Wer an Blutsauger denkt, denkt sicher sofort an Mücken, Zecken, vielleicht an Vampir-Fledermäuse oder gar an Schauergestalten wie Dracula. Die wenigsten dürften dabei Schmetterlinge vor Augen haben, gelten die sommerlichen Bestäuber doch als äusserst friedliche und harmlose Nektartrinker. Die auch bei uns im Tessin vorkommende Wiesenrauten-Kapuzeneule (Calyptra thalictri) bildet hier eine Ausnahme. Der Nachtfalter mit dem langen Namen ernährt sich unter anderem von menschlichem Blut.

Eigentlich ist die Gattung der Calyptra, zu der die Wiesenrauten-Kapuzeneule gehört, ein typischer Pflanzenfresser. Sieben der 17 in Afrika und Eurasien verbreiteten Arten ernähren sich rein vom Saft reifer Früchte, die sie mit ihren Rüsseln anstechen. Die anderen zehn Arten genehmigen sich aber auch gerne mal einen Schluck Blut, bevorzugt von Säugetieren wie Rindern, Nashörnern und Elefanten. Anders als bei den Mücken, bei denen die Weibchen die Blutsauger sind, sind es bei den Motten jedoch nur die Männchen, die nach dem roten Saft trachten.

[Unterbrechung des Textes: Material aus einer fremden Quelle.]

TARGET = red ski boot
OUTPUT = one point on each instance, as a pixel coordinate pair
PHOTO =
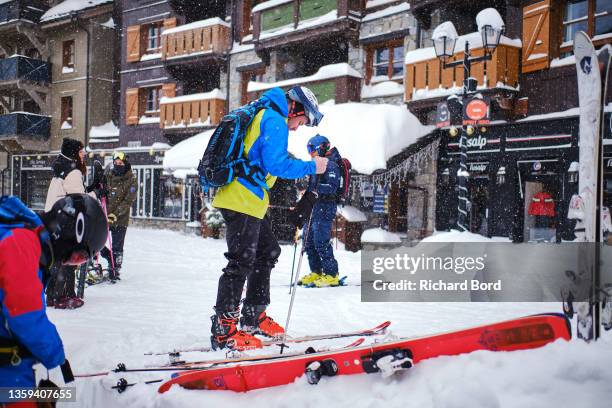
(226, 334)
(254, 320)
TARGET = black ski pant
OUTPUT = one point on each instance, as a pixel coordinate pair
(252, 252)
(118, 239)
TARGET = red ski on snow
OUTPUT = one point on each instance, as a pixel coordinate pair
(517, 334)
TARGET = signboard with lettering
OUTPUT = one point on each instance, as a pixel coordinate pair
(476, 112)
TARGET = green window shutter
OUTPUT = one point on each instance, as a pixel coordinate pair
(277, 17)
(324, 91)
(315, 8)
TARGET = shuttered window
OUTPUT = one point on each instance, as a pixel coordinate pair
(536, 36)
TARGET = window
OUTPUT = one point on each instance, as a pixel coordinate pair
(152, 98)
(154, 37)
(387, 60)
(68, 56)
(591, 16)
(66, 114)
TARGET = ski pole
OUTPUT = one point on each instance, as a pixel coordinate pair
(295, 238)
(297, 275)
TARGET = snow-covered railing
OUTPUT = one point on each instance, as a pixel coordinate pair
(425, 78)
(339, 82)
(195, 110)
(200, 37)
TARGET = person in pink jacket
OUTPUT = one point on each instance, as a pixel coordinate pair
(69, 173)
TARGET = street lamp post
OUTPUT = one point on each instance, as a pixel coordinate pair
(444, 39)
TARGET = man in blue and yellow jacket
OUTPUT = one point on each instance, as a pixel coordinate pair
(252, 248)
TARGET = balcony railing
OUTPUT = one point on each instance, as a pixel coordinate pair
(23, 124)
(189, 111)
(24, 68)
(424, 77)
(211, 36)
(30, 10)
(276, 17)
(339, 82)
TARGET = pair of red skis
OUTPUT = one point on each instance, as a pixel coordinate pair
(385, 357)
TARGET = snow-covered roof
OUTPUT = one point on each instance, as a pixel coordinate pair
(367, 134)
(196, 24)
(387, 12)
(269, 4)
(325, 72)
(491, 17)
(386, 88)
(106, 131)
(475, 40)
(67, 7)
(214, 94)
(351, 214)
(378, 235)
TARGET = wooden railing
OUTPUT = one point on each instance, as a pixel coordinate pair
(426, 79)
(196, 110)
(201, 37)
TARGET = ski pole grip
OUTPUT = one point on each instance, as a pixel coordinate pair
(67, 372)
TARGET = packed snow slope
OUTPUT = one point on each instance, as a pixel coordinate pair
(165, 298)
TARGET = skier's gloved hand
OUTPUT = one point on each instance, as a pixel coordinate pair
(321, 163)
(302, 210)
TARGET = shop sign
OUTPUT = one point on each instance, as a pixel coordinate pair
(442, 115)
(478, 167)
(478, 142)
(476, 112)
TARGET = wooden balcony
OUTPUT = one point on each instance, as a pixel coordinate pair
(192, 111)
(425, 79)
(205, 39)
(338, 82)
(293, 21)
(21, 131)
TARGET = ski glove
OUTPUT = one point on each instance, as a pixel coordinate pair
(300, 214)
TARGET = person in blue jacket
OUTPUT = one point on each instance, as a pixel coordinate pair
(72, 231)
(252, 249)
(324, 189)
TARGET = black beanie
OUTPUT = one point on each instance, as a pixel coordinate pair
(71, 148)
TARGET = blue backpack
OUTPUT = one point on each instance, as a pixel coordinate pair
(15, 214)
(224, 158)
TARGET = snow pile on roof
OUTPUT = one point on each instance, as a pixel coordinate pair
(351, 214)
(475, 40)
(67, 7)
(376, 235)
(386, 88)
(366, 134)
(489, 17)
(325, 72)
(387, 12)
(214, 94)
(187, 154)
(461, 236)
(269, 4)
(196, 24)
(105, 133)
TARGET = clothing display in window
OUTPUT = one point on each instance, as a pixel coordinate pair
(542, 204)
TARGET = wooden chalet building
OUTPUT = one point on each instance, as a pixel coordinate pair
(525, 154)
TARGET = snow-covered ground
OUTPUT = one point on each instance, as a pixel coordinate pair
(166, 295)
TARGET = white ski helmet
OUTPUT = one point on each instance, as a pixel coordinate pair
(304, 96)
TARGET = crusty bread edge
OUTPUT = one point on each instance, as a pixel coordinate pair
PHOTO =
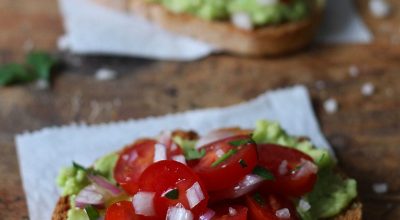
(269, 40)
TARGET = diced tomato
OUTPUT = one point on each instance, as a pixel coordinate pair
(122, 210)
(230, 212)
(174, 184)
(295, 172)
(240, 155)
(270, 207)
(134, 159)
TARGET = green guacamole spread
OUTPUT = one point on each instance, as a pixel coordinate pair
(260, 12)
(330, 196)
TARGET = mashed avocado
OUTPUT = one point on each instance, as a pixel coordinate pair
(260, 12)
(72, 179)
(77, 214)
(331, 193)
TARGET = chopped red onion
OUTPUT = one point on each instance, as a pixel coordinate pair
(207, 215)
(194, 195)
(179, 213)
(143, 203)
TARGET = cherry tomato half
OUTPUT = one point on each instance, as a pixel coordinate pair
(295, 172)
(226, 162)
(134, 159)
(122, 210)
(174, 183)
(230, 212)
(270, 207)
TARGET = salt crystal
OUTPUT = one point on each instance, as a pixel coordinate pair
(380, 188)
(331, 106)
(367, 89)
(354, 71)
(104, 74)
(379, 8)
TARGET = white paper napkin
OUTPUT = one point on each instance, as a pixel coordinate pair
(42, 153)
(93, 29)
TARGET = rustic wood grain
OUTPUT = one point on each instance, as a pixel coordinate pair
(365, 132)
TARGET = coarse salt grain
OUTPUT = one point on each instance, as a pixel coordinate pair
(380, 188)
(267, 2)
(242, 20)
(367, 89)
(379, 8)
(331, 106)
(283, 213)
(304, 205)
(104, 74)
(354, 71)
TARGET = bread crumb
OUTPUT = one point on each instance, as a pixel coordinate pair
(379, 8)
(354, 71)
(331, 106)
(380, 188)
(367, 89)
(104, 74)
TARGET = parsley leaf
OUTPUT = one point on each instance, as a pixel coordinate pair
(41, 63)
(92, 212)
(240, 142)
(259, 199)
(173, 194)
(224, 157)
(188, 147)
(264, 173)
(38, 65)
(15, 73)
(242, 163)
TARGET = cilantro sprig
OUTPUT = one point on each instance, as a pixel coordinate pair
(92, 212)
(37, 66)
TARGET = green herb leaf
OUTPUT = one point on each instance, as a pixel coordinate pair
(259, 199)
(240, 142)
(193, 154)
(224, 157)
(243, 163)
(92, 212)
(188, 147)
(15, 73)
(173, 194)
(264, 173)
(41, 63)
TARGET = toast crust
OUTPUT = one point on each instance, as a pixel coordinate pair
(268, 40)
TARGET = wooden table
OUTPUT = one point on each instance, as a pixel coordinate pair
(365, 131)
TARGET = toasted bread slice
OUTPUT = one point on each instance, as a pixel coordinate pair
(268, 40)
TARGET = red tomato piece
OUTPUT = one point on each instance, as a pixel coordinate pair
(240, 157)
(295, 172)
(230, 212)
(122, 210)
(270, 207)
(174, 183)
(135, 158)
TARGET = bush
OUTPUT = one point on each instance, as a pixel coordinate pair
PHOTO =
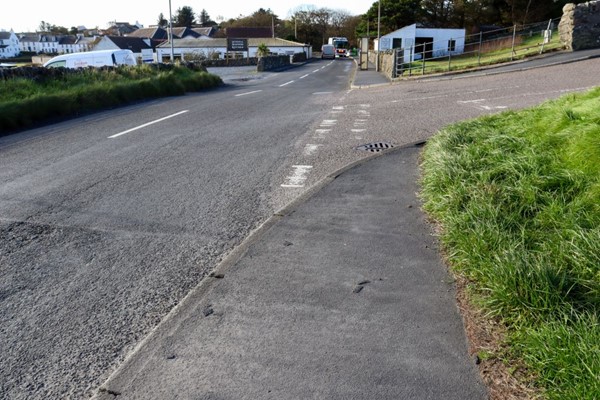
(33, 95)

Mit dem Rüssel durch die Haut

Mit ihrem Rüssel durchdringen sie auch die menschliche Haut, bleiben darin mit einer Art Häkchen hängen und nehmen die austretenden Tröpfchen Blut auf. Die Stiche gelten als selten, so dass das Verhalten erst 1999 einem russischen Forscher auffiel. Davor gab es zwar berichte aus asiatischen Ländern, in denen Menschen behaupteten, von Motten gestochen worden zu sein, nur wurde dem nie richtig nachgegangen. Bisher sind keine Krankheiten bekannt, die durch die Motten übertragen werden können, auch wenn nach dem Stich eine juckende Stelle zurückbleibt. Anders als Mücken werden die Motten nicht von ausgeatmetem CO2 angelockt und besitzen auch keinen Speichel, der die Blutgerinnung verlangsamt.

Warum gerade nur die Männchen Blut trinken, ist bisher nicht vollständig geklärt. Man geht davon aus, dass die Tiere dadurch zusätzliche Salze und Zucker aufnehmen. Proteine können von den Motten in Mangel entsprechender Enzyme nicht verdaut werden, weswegen Aminosäuren als Nährstoffe im Blut als Ziel ausscheiden. Manche Männchen übertragen jedoch Salze bei der Paarung auf die Weibchen, was die Produktion von Eiern fördert. Möglicherweise saugen die Männchen also Blut, um das daraus gezogene Salz als eine Art «Hochzeitsgeschenk» zu verwenden.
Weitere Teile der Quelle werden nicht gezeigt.